More than 60 percent of Google searches in the United States now conclude without users clicking on any links, a shift largely driven by artificial intelligence tools that deliver summarized answers directly in response to queries. Products like Google’s AI features, ChatGPT, Claude, and newer competitors such as Perplexity condense information into immediate responses, effectively shortening what was once a more exploratory journey through web content.

While this streamlined approach may appear beneficial to users seeking quick answers, experts warn it could undermine curiosity and the broader learning process. Anne-Laure Le Cunff, a researcher at the Institute of Psychiatry, Psychology and Neuroscience at King’s College London, highlights concerns based on neuroscience research indicating that curiosity is more than a simple desire for facts. It is a biological state that enhances memory and learning, triggered by the gap between what is known and unknown.

Studies show that when individuals await answers to intriguing questions, their brains engage reward circuits and activate the hippocampus, preparing the mind to absorb new information more effectively. This heightened state extends beyond the specific question and promotes incidental learning—absorbing related or unrelated material encountered during the learning process. Such learning often occurs during undirected exploration, which is now diminished by the immediacy of AI-generated responses.

Le Cunff points to historic examples, such as the discovery of cosmic microwave background radiation by physicists Arno Penzias and Robert Wilson in 1964, which resulted from sustained inquiry beyond initial findings rather than quick retrieval of known facts. She argues that the current digital environment, which eliminates the space between query and answer, risks turning questions into dead ends rather than starting points for deeper understanding and serendipitous discovery.

This evolution in search behavior may reduce opportunities for unexpected insights, as the default design of AI tools favors efficiency over exploration. While users retain the ability to browse manually and follow diverse links, the prevailing interface architecture discourages such engagement. This shift may foster a generation better at extracting ready-made answers than synthesizing new ideas from complex information.

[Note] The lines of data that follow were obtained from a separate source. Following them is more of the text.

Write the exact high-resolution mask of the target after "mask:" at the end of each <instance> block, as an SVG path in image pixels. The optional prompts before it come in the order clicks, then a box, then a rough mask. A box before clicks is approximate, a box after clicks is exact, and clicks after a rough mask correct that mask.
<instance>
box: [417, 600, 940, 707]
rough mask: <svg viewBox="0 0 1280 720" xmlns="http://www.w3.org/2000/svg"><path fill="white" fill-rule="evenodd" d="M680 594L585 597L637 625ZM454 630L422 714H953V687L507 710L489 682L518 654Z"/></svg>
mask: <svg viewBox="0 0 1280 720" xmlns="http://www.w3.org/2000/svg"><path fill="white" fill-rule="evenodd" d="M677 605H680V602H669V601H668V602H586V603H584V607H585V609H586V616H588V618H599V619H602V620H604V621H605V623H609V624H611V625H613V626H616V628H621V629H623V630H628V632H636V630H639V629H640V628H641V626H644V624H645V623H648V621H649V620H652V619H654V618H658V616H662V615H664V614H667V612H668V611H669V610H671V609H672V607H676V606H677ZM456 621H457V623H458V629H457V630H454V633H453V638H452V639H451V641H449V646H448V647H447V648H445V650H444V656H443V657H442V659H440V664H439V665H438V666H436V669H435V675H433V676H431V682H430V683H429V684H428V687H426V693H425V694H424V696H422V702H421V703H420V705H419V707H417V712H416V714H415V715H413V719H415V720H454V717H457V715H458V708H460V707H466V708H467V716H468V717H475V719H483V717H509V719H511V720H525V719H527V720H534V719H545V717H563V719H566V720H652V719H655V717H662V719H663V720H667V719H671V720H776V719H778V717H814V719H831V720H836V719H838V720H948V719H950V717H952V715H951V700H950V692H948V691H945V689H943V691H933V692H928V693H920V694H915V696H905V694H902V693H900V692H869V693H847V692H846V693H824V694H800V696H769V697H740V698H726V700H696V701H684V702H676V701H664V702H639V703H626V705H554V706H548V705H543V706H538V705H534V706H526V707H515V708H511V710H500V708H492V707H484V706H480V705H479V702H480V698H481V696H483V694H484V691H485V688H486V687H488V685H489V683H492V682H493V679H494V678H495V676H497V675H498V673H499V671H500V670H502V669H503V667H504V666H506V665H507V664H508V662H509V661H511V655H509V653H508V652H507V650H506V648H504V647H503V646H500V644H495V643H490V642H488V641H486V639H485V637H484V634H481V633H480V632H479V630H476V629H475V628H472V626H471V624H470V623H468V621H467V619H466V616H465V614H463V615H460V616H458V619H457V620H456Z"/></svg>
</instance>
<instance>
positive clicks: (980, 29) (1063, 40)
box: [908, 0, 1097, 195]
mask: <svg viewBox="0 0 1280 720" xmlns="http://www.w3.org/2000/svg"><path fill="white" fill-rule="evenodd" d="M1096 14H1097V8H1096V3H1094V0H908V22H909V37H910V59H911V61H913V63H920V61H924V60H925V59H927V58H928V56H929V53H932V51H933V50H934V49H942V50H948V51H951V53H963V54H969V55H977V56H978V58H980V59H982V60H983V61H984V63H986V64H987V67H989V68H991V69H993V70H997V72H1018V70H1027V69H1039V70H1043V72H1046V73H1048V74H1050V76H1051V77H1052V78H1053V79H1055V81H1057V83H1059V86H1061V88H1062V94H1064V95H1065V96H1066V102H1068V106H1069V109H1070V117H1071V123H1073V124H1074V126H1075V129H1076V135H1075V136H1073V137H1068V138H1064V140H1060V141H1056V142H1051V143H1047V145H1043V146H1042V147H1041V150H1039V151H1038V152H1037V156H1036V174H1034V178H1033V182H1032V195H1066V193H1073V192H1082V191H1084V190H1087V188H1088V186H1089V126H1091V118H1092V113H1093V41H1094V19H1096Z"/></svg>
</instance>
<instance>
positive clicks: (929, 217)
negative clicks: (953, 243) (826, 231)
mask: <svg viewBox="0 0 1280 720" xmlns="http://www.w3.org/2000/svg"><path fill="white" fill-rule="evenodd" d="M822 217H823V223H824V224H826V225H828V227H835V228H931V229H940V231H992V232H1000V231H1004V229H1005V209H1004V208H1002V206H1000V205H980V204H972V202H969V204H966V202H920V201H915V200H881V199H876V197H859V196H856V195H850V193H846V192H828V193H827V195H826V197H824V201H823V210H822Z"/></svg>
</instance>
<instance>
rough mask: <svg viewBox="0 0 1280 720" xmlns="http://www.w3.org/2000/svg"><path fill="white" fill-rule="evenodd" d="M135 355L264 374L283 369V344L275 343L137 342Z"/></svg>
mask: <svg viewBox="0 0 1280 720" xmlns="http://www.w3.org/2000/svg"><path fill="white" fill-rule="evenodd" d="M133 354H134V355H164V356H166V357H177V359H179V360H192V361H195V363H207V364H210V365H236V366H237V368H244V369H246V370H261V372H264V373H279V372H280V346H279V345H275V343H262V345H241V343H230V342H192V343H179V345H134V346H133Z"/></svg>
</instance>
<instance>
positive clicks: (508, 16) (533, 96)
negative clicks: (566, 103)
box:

Le Cunff suggests that AI developers could counteract these effects by designing tools that prioritize visibility of source materials, present competing explanations, and incorporate alternative search modes that encourage exploration rather than speed. She urges technology companies, including Google and others in the AI sector, to adopt practices that preserve the value in the “space between a question and an answer.” Without such measures, the capacity for discovery and innovation that thrives on curiosity and open-ended inquiry may steadily erode.